Shortly thereafter, she was transferred to the district’s office of nonpublic programs, working as a reading specialist in private schools that contracted with the school system. But when that contract ended, she returned to a district classroom in 2018.

She felt lucky to land at Jay Cooke, assessing children’s reading knowledge, then working with small groups of kids who need extra intervention to reach proficiency.

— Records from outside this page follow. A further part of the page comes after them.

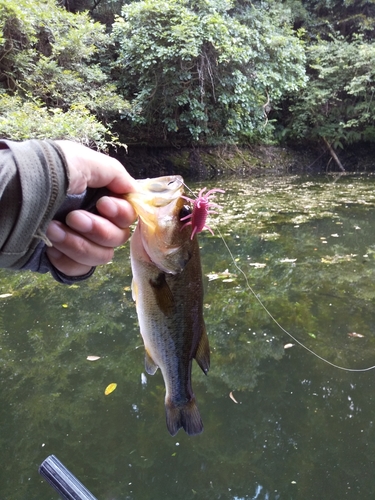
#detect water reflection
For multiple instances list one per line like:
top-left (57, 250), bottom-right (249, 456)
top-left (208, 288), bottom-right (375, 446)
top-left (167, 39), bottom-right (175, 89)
top-left (0, 177), bottom-right (375, 500)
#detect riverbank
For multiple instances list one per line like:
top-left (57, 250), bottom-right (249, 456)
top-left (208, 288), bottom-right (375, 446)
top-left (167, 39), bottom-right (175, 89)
top-left (115, 144), bottom-right (375, 180)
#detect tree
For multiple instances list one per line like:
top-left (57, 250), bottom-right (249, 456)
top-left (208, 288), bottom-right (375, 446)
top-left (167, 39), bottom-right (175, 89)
top-left (286, 35), bottom-right (375, 154)
top-left (113, 0), bottom-right (305, 144)
top-left (0, 0), bottom-right (128, 149)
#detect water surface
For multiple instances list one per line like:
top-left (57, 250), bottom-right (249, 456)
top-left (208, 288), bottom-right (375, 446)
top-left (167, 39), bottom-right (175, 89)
top-left (0, 176), bottom-right (375, 500)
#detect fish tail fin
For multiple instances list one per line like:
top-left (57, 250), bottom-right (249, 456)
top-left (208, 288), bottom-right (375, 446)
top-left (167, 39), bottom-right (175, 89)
top-left (165, 396), bottom-right (203, 436)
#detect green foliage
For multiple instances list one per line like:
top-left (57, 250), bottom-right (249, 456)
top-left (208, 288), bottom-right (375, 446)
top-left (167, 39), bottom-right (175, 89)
top-left (0, 94), bottom-right (117, 150)
top-left (0, 0), bottom-right (128, 149)
top-left (287, 32), bottom-right (375, 147)
top-left (113, 0), bottom-right (305, 143)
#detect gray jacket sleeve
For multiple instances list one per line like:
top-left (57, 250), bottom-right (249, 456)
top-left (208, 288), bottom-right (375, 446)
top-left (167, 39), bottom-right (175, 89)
top-left (0, 140), bottom-right (102, 283)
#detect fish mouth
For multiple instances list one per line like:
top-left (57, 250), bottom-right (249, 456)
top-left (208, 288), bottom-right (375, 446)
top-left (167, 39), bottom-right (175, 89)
top-left (126, 175), bottom-right (184, 209)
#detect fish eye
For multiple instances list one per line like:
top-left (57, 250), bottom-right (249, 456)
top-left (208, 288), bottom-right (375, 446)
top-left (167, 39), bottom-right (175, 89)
top-left (179, 205), bottom-right (192, 220)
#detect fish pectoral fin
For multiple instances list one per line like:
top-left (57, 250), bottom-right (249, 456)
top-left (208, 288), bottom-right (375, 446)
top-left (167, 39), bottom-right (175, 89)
top-left (165, 396), bottom-right (203, 436)
top-left (132, 278), bottom-right (138, 303)
top-left (194, 325), bottom-right (210, 375)
top-left (150, 273), bottom-right (174, 315)
top-left (145, 349), bottom-right (159, 375)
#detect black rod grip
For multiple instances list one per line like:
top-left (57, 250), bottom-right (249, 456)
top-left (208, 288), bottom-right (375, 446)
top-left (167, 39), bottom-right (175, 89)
top-left (39, 455), bottom-right (97, 500)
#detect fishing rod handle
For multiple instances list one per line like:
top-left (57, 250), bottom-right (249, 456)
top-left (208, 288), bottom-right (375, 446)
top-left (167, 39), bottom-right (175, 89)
top-left (39, 455), bottom-right (97, 500)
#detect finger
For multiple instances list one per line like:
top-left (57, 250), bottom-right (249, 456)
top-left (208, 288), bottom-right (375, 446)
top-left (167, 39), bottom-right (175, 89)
top-left (65, 210), bottom-right (130, 247)
top-left (46, 247), bottom-right (92, 276)
top-left (47, 221), bottom-right (114, 267)
top-left (96, 196), bottom-right (137, 229)
top-left (56, 140), bottom-right (136, 194)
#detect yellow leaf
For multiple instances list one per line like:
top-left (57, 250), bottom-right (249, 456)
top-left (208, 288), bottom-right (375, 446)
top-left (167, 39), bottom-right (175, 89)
top-left (104, 383), bottom-right (117, 396)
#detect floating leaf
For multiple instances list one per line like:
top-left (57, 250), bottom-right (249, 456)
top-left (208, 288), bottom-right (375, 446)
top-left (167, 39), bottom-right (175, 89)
top-left (229, 392), bottom-right (238, 404)
top-left (86, 356), bottom-right (100, 361)
top-left (104, 383), bottom-right (117, 396)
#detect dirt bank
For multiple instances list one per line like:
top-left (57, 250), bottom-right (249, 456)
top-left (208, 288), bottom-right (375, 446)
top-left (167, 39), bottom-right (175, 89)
top-left (114, 144), bottom-right (375, 180)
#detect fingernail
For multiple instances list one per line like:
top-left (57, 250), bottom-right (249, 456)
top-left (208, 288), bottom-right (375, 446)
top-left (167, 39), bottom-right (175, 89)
top-left (47, 221), bottom-right (66, 243)
top-left (96, 196), bottom-right (118, 217)
top-left (66, 210), bottom-right (93, 233)
top-left (46, 247), bottom-right (63, 260)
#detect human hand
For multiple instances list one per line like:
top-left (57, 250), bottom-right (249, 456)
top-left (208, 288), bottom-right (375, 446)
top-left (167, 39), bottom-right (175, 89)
top-left (46, 141), bottom-right (136, 276)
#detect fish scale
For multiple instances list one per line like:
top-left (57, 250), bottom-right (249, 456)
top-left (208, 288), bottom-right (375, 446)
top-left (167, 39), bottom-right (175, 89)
top-left (126, 176), bottom-right (210, 436)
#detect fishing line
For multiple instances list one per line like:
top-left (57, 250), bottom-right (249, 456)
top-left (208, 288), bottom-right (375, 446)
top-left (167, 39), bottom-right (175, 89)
top-left (182, 182), bottom-right (375, 372)
top-left (216, 228), bottom-right (375, 372)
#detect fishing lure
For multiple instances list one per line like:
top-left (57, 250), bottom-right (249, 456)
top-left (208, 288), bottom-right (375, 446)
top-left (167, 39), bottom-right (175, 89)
top-left (180, 188), bottom-right (225, 239)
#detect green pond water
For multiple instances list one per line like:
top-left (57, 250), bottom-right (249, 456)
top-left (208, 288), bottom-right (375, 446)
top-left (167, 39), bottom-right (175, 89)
top-left (0, 176), bottom-right (375, 500)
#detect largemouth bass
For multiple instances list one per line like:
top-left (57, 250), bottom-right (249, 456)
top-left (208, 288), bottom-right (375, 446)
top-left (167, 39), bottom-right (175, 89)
top-left (126, 175), bottom-right (210, 436)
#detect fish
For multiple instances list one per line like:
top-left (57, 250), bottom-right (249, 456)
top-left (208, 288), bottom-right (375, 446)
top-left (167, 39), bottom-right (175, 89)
top-left (125, 175), bottom-right (210, 436)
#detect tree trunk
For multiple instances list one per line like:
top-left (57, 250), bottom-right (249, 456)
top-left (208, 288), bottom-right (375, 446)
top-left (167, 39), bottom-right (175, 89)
top-left (322, 137), bottom-right (345, 172)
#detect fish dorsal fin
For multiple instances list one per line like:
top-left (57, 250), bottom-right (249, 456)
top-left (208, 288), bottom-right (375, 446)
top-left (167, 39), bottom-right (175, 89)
top-left (150, 273), bottom-right (174, 316)
top-left (145, 349), bottom-right (159, 375)
top-left (194, 325), bottom-right (210, 375)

“The children I work with sometimes can be overlooked in the classroom, but in this little setting, these kids feel comfortable,” said Jacob, who will often spend her lunch period working with a student who needs extra help, or be sought out by former students who want to spend time in her room.

There’s intense scrutiny now of how children are taught to read in the U.S., with growing attention to the “science of reading.” But that’s nothing new for Jacob.

“The science of reading is very important, especially for kids that come in with a deficit,” said Jacob. “We have to fill the void as quickly as we can. It has to be done systematically — you need to have the mechanics of reading down before you can start to build comprehension.”

In nominating Jacob for a Lindback award, Christie Parfitt, Jay Cooke’s principal, wrote she had “never seen someone teach with more excitement and enthusiasm than she has.” Jacob, Parfitt said, “is the fairy godmother of reading!”